Seghaier showed his six-month Italian residence permit card that said it was issued for "humanitarian protection" and a green travel document from the authorities that said it was valid "for all countries recognised by Italy".
Italy earlier this month gave out these permits to the nearly 30,000 migrants who have landed since the start of the year under an agreement with Tunisia that will see any immigrants who arrive after April 5 sent back.
France has said Italy's move violates European Union free movement rules and the thorny issue is set to dominate talks between Sarkozy and Italian Prime Minister Silvio Berlusconi in Rome on Tuesday.

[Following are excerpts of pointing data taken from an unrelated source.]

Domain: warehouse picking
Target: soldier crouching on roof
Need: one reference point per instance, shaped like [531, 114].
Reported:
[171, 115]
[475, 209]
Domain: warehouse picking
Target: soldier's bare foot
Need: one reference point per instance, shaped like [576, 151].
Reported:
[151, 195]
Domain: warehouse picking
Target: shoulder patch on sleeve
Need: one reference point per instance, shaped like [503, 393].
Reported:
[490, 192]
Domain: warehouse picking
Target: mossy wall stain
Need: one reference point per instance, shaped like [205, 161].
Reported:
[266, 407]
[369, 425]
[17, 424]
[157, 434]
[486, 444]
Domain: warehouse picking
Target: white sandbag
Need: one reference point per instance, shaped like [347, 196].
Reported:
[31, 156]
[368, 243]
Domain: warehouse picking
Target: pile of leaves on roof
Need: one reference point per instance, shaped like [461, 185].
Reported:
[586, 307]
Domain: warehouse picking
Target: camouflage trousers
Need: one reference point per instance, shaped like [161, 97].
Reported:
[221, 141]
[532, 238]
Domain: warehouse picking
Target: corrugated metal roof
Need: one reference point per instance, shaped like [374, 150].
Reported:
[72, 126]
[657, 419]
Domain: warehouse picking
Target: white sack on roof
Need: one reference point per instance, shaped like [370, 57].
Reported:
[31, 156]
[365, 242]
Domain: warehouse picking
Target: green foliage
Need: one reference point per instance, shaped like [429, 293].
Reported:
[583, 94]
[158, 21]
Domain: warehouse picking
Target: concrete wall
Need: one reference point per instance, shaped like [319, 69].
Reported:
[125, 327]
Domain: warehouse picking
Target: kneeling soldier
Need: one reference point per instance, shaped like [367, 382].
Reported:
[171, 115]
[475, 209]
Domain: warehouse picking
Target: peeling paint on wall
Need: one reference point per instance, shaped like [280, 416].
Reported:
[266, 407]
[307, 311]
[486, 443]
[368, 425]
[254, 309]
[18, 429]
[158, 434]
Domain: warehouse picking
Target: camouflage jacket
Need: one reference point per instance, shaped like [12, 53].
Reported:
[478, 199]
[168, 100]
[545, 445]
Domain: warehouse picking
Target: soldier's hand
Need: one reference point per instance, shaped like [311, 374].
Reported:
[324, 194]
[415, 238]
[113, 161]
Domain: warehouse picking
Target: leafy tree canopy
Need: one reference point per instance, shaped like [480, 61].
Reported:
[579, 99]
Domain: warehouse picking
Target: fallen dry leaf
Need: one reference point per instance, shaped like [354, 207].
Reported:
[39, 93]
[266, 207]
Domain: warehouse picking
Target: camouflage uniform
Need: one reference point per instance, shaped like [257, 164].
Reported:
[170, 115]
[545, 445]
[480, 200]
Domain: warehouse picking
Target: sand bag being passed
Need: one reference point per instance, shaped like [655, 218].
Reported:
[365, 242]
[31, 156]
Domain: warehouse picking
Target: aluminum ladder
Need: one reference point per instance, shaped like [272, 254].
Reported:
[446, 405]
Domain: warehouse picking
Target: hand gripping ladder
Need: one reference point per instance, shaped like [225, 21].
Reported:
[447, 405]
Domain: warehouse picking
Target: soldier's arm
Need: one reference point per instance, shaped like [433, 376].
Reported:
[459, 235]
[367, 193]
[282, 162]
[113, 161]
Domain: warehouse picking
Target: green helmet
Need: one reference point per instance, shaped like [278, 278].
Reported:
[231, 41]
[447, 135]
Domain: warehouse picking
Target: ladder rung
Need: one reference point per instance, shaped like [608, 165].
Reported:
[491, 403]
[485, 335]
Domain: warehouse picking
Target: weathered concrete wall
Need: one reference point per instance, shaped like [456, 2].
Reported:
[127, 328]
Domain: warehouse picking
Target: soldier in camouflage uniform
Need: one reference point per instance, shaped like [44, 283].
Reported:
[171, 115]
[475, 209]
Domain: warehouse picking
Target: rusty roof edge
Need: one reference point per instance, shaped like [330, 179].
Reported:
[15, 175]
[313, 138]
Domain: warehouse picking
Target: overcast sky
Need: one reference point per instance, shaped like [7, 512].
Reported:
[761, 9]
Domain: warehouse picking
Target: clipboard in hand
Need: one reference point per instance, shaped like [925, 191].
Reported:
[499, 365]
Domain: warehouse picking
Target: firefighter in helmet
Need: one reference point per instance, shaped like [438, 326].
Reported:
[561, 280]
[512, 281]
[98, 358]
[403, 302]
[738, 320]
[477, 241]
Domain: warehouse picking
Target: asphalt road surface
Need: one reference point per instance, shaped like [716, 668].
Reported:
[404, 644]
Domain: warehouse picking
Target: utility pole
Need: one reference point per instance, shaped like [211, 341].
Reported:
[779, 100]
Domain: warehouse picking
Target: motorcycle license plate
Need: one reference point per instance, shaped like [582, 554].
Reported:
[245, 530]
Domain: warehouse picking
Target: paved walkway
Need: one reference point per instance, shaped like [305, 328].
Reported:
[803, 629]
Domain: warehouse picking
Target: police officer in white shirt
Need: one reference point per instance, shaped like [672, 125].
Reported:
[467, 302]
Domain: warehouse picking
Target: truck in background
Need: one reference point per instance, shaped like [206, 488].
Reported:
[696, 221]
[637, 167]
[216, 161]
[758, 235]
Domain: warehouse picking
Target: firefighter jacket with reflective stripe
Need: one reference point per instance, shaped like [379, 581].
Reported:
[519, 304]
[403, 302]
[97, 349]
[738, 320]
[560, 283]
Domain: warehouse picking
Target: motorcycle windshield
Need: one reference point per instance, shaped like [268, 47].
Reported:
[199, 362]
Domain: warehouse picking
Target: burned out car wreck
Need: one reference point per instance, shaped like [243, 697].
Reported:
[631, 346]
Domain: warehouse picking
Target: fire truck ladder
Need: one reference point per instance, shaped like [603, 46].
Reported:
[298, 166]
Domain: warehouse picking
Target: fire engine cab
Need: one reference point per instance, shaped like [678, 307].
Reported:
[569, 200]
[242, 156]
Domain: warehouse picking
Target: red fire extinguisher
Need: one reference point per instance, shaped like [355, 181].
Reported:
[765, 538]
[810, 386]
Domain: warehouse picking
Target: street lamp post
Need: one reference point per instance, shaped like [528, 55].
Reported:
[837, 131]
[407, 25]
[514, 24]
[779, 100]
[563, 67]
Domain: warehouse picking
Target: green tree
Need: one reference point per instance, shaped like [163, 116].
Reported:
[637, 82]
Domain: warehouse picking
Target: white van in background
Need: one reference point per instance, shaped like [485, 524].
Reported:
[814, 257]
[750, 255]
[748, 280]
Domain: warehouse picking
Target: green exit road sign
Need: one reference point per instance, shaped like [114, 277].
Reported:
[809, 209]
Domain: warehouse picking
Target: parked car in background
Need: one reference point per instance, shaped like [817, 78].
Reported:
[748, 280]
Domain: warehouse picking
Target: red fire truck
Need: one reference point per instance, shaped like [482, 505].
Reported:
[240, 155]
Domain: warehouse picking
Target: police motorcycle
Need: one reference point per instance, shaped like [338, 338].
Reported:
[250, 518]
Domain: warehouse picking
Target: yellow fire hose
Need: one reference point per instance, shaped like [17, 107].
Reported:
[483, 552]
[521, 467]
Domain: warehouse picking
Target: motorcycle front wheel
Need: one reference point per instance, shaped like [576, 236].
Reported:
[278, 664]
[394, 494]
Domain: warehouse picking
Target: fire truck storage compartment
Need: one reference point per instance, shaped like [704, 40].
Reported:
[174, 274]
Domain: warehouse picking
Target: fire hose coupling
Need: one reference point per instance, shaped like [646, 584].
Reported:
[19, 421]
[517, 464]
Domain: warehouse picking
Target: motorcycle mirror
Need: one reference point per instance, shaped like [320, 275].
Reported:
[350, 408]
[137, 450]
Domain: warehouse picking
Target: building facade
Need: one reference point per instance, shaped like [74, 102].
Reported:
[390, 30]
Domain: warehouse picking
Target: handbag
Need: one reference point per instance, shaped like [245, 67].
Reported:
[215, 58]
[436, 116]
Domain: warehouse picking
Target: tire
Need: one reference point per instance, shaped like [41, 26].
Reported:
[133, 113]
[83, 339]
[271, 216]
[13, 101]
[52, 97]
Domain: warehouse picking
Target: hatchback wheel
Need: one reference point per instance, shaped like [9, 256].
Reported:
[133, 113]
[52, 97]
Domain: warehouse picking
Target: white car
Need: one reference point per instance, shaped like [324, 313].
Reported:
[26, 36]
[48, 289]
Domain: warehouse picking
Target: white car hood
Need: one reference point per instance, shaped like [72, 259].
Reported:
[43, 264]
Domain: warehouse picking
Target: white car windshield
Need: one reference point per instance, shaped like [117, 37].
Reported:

Paris has called for an upgrade of Europe's Schengen visa-free pact, calling the system flawed as it battles to stem the influx of migrants.
The European Commission, the EU executive, meanwhile, has pointed out in Brussels that Schengen border controls can be suspended "temporarily".
Few of the migrants know or care about the diplomatic row -- most are concerned about how they will cross the French border in northwest Italy.
"There's been no organisation. Honestly I'm shocked," said Mohammed Hammouda, 27, an electrical engineer from the city of Sfax in southern Tunisia.
Hammouda said the first time he tried to cross to Italy his boat was forced to turn back after 20 hours at sea. He arrived on his second try on March 26.
He was taken from Lampedusa to a tent camp in southern Italy for two weeks where he said there was a lot of violence between migrants and from police.
"It's very difficult to get a visa to go to France," said Hammouda, explaining why he took the desperate step to board a rickety fishing boat.
Some of the migrants -- dressed mostly in leather jackets and jeans -- shouted and shoved as a handful of volunteers tried to organise the group.
A foreign tourist walked past the crowd, pushing a wheelchair. "It's full of Tunisians. Fucking Tunisians!" he said.
Dorsaf Yacoubi, 18, a student volunteer in a tattered black T-shirt, said there was little help from the state in helping manage the wave of arrivals.
"There's no organising here. It's just us," she said, as she handed out dozens of ready-meals from the back of a white van.
"Every day there are hundreds more arriving," said Yacoubi, an Italian of Tunisian origin, adding: "I'm doing it because they're Tunisians like me."
"We're giving them tickets. The tickets are paid by the state," she said.
Rome mayor Gianni Alemanno, a right-winger from Berlusconi's People of Liberty party, has taken a hard line against immigrants in the city.
"Whenever homeless immigrants arrive at the station, they have to be taken immediately out of Rome," Alemanno said earlier.
But that kind of talk on immigration matters has angered the Church.
Referring to those fleeing North Africa, Pope Benedict XVI in an Easter message urged people to "open their hearts to welcome them".